Okareo lets you simulate and evaluate full conversations - from straightforward question and answer flows to complex, agent-to-agent interactions. With Multi-Turn Simulations you can:

  • Verify behaviors like persona adherance and task completion across an entire dialog.
  • Stress-test your assistant with adversarial personals.
  • Call out to custom endpoints (such as your own service or RAG pipeline) and evaluate the real responses.
  • Track granular metrics and compare them over time.

Why Multi‑Turn Simulation?

Use Multi‑Turn when success depends on how the assistant behaves over time, not just what it says once.
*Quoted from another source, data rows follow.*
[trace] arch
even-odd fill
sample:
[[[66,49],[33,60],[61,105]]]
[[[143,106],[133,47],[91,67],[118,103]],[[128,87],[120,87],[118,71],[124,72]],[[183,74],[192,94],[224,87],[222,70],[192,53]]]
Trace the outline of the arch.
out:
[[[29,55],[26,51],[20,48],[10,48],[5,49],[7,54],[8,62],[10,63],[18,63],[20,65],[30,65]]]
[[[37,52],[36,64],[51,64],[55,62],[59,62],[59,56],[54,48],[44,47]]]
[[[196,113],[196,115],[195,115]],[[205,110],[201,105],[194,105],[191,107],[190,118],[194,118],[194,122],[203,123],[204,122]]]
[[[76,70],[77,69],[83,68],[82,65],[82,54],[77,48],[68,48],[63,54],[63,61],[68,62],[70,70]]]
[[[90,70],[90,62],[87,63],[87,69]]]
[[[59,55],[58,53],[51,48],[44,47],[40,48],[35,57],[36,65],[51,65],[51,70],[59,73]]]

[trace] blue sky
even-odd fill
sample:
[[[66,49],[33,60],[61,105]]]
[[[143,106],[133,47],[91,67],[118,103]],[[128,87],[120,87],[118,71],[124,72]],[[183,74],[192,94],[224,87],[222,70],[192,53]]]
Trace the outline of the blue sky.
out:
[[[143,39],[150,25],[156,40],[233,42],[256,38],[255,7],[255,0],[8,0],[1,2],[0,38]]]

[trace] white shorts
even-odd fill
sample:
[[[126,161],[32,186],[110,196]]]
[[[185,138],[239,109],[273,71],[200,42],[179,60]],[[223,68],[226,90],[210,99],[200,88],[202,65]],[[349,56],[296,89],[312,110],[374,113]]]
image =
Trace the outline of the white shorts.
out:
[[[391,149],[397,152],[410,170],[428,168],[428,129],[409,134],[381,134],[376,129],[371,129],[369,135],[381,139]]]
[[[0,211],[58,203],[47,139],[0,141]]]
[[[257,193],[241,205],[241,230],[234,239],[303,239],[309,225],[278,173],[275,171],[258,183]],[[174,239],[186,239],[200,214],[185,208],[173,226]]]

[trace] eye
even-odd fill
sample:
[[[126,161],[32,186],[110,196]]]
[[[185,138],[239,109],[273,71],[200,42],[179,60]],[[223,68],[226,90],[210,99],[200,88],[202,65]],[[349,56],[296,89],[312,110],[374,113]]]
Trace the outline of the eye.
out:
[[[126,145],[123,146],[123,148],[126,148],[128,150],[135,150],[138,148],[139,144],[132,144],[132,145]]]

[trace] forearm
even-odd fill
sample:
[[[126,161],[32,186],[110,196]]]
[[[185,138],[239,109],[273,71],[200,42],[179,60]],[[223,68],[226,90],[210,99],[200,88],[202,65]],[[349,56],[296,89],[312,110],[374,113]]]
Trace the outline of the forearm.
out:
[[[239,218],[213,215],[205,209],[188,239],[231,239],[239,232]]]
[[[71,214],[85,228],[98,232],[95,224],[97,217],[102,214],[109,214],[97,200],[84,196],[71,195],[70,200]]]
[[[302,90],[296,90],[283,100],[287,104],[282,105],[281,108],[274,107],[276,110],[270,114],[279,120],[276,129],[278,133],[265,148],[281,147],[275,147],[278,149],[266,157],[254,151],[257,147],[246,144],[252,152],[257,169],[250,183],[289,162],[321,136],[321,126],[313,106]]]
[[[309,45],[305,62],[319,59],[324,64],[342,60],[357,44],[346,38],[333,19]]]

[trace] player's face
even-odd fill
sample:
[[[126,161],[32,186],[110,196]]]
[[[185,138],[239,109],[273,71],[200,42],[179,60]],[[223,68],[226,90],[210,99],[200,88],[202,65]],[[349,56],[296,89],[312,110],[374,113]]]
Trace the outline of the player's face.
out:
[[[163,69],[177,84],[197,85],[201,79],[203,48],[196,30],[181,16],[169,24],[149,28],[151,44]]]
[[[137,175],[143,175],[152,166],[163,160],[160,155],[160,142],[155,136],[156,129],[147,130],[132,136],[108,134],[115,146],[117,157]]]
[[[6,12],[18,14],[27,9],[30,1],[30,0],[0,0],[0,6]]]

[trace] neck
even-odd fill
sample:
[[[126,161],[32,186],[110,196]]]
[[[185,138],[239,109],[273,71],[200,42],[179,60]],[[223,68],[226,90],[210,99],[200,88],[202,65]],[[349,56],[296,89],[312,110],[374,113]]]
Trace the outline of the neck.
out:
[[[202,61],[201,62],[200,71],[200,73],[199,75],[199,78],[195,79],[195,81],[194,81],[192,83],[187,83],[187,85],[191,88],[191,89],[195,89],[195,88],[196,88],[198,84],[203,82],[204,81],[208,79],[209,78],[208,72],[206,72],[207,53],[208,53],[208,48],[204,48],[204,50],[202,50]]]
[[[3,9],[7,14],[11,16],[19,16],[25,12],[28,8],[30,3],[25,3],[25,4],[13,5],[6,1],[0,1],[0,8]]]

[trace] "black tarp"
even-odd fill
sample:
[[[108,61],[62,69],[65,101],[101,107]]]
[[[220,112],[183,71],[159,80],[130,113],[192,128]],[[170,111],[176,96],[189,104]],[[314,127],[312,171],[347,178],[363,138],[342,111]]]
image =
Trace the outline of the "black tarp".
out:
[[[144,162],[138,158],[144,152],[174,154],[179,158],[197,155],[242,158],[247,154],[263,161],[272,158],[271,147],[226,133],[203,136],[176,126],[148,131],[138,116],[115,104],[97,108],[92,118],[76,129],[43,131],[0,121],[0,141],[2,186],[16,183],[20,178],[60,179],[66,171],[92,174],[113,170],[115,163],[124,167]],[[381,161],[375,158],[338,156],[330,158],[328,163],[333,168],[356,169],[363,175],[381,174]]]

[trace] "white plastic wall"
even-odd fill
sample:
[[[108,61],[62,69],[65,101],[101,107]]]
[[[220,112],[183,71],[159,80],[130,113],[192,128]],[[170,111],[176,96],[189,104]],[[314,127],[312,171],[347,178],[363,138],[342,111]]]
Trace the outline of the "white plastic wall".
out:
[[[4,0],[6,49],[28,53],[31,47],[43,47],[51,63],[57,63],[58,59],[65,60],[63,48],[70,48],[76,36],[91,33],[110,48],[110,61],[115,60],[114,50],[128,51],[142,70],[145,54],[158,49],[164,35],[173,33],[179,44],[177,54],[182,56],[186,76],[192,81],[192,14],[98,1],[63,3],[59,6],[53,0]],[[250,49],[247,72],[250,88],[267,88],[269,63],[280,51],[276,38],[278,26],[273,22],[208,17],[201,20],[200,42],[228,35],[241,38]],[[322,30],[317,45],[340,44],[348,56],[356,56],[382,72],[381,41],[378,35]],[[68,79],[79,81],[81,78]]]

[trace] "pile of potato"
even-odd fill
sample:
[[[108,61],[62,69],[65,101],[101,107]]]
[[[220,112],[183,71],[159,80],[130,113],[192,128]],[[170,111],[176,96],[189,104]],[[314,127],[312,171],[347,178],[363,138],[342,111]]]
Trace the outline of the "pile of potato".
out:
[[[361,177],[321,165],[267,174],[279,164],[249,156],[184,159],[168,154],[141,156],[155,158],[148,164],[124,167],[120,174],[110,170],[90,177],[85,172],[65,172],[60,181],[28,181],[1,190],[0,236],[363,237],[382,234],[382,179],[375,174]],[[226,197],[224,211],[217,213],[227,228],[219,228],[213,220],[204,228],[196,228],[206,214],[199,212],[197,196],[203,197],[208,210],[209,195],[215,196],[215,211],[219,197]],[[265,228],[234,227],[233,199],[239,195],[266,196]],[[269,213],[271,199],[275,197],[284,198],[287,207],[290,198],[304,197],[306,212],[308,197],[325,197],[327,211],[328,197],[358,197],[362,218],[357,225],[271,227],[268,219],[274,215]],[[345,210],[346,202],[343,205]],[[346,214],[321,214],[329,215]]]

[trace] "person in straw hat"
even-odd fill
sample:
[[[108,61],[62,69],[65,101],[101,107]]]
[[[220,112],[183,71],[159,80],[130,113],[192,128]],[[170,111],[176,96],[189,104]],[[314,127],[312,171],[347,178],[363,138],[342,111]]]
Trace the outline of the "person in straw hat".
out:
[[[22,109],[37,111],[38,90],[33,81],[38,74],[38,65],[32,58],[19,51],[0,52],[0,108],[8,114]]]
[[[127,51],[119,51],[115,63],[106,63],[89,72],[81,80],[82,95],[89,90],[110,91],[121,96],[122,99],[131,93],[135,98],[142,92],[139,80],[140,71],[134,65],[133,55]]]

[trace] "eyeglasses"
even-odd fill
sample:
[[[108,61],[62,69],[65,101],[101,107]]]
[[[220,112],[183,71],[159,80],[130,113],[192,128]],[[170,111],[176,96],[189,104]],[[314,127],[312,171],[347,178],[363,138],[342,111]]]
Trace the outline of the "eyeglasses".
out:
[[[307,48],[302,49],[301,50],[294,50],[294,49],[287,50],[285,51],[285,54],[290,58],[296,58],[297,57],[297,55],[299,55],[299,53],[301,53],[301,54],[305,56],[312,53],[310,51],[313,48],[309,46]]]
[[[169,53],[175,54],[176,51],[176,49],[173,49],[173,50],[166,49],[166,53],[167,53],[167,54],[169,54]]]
Single‑Turn EvaluationMulti‑Turn Simulation
Spot‑checks isolated responses.Captures conversation dynamics: context, memory, tool calls, persona drift.
Limited resistance to prompt injections.Lets you inject adversarial or off‑happy‑path turns to probe robustness.
Limited visibility into session state or external calls.Can follow and score API calls, function‑calling, or custom‑endpoint responses throughout the dialog.

Core Concepts

Key Entities

TermWhat it is
Setting ProfileConfiguration blueprint that defines both the Target under test and the Driver Agent that will converse with it. Controls temperatures, stop logic, prompt template, repeats, and more.
TargetThe system under test—either a hosted model (e.g. gpt‑4o‑mini) or a mapping that tells Okareo how to call your service (Custom Endpoint / Custom Model).
Driver AgentA configurable simulation of a user persona defined in the Setting Profile. It sends messages to the Target according to its prompt template, temperature, and flow controls.
ScenarioA reusable collection of Scenario Rows. Each row provides runtime parameters (inserted into the Driver prompt) plus an expected result for checks to judge against.
Custom EndpointA REST mapping (URL, method, headers, body template, JSON paths) that lets Okareo call your running agent, LLM pipeline, RAG service, etc. during a simulation.
Custom ModelA class you implement by subclassing CustomModel in the Okareo SDK (Python or TypeScript). Provide an invoke() method and Okareo treats your proprietary code or on‑prem model as a first‑class, versioned model.
CheckA metric that scores the dialog (numeric or boolean). Built‑ins cover behavior adherence, model refusal, task completion, etc.; you can supply custom checks for your use case.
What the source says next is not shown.